4. Alternate federal resources and context to check next
USDA’s Economic Research Service (ERS) publishes charts and state comparisons that document how SNAP participation varies geographically and offers downloadable chart data and state-level metrics (useful context but not necessarily race cross-tabs) and several independent groups — like the Center on Budget and Policy Priorities and research organizations — publish state fact sheets and analyses that may combine federal data with other sources for state-level portraits [5] [6]. Media fact-checks and advocacy summaries (PolitiFact, FRAC) confirm USDA’s national race percentages and are useful for triangulating methodology and known caveats around “unknown” race coding in administrative records [4] [7].

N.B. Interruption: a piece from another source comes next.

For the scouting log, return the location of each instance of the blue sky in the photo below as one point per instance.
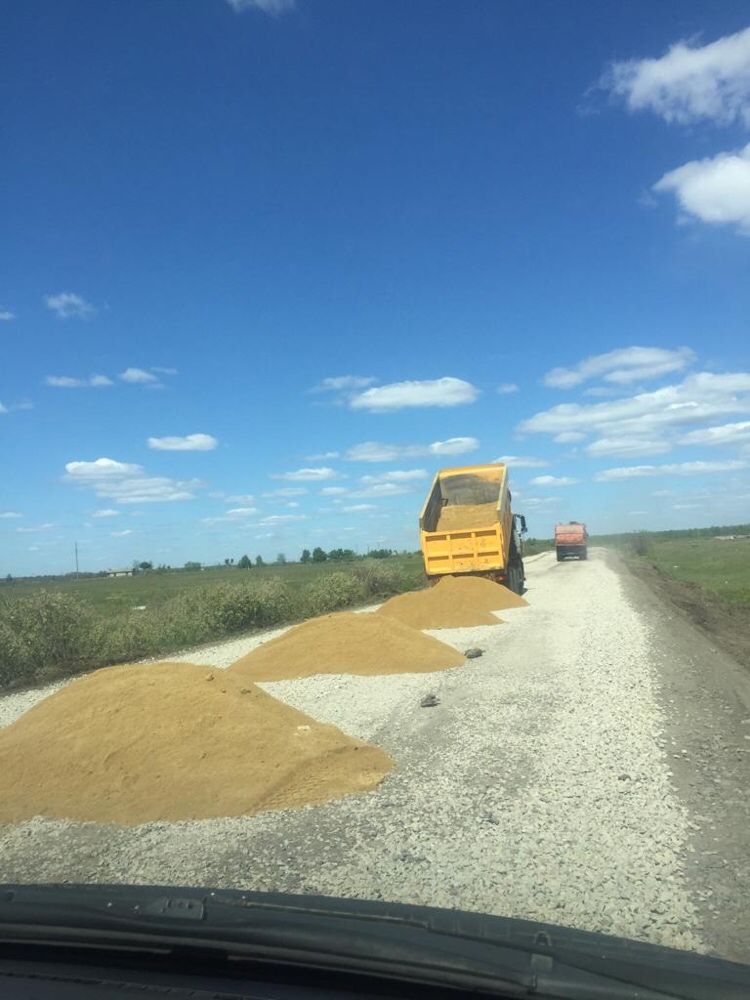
(239, 236)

5. Recommended practical steps to obtain Minnesota 2024–2025 race/ethnicity counts
First, download the relevant FY22–FY25 ZIP and state-level participation Excel files from the USDA FNS SNAP Data Tables page to get Minnesota counts and monthly totals [1]. Second, download the USDA “Characteristics of SNAP Households” report to understand race/ethnicity definitions and national benchmark rates [2] [3]. Third, if a Minnesota race-by-SNAP-count cross-tab for FY2024–FY2025 is not in those public files, submit a data request to USDA FNS or the Minnesota Department of Human Services for administrative cross-tabulations or look for Minnesota DHS reports or researcher access procedures; the provided sources do not include a direct link to a published Minnesota race-by-SNAP table for 2024–2025, so that outreach step is likely necessary [1] [2].